- Born: April 28, 1922 Dillsboro, Indiana
- Died: August 3, 2008 (aged 86)
- Education: Purdue University, University of Cincinnati

= Gloria Niemeyer Francke =

American pharmacist

Gloria Niemeyer Francke (April 28, 1922 – August 3, 2008) was an American pharmacist. She became assistant director of the American Pharmacists Association (APhA) Division of Hospital Pharmacy (1946–1956); executive secretary of the American Society of Hospital Pharmacists (1949–1960); and research associate for the Audit of Pharmaceutical Service in Hospitals (1956–1964).

A native of Dillsboro, Indiana, Gloria Niemeyer earned her B.S. degree in Pharmacy from Purdue University in 1942 and her Pharm.D in 1971 from the University of Cincinnati.

She then served as a drug literature specialist at the National Library of Medicine (1965–1967); as a clinical pharmacy teaching coordinator for the Veterans Administration Hospital in Cincinnati (1967–1971); as secretary of the American Institute of the History of Pharmacy (1968–1978); and as Chief of the program evaluation branch in the Alcohol and Drug Dependence Service, Veterans Administration (1971–1975).

She rejoined the APhA staff (1975–1985) and was elected Honorary President in 1986 and received the Remington Honor Medal in 1987.

She served as a member of the APhA Foundation Advisory Committee.

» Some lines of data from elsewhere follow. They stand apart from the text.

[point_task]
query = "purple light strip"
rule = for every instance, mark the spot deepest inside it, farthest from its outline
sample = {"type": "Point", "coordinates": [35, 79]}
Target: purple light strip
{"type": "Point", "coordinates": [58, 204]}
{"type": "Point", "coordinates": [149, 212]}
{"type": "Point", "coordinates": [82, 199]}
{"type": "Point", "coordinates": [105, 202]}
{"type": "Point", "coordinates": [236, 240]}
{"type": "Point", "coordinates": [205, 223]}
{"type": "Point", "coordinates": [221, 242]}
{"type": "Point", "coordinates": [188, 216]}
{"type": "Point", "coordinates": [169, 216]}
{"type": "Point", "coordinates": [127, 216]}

The society's Gloria Niemeyer Francke Leadership Mentor Award is named for her.

Francke became the first executive secretary of the American Society of Health-System Pharmacists [ASHP] in 1949 and was Associate Editor of the American Journal of Hospital Pharmacy from 1944 to 1964.

In 1995, Francke was awarded the Donald Francke Medal by the American Society of Hospital Pharmacists for "significant international contributions to advance pharmacy practice."

==Journalism and publications==
Francke's journalistic achievements include:
- Assistant editor of the Journal of the American Pharmaceutical Association, 1946–1947
- Associate editor of the American Journal of Hospital Pharmacy, 1944–1964
- Co-author of Mirror to Hospital Pharmacy (1964) and Perspectives in Clinical Pharmacy (1972)

==Marriage==
She was married to Donald E. Francke, who founded Drug Intelligence (now Annals of Pharmacotherapy). Following his death in 1978, she became the owner of Drug Intelligence Publications.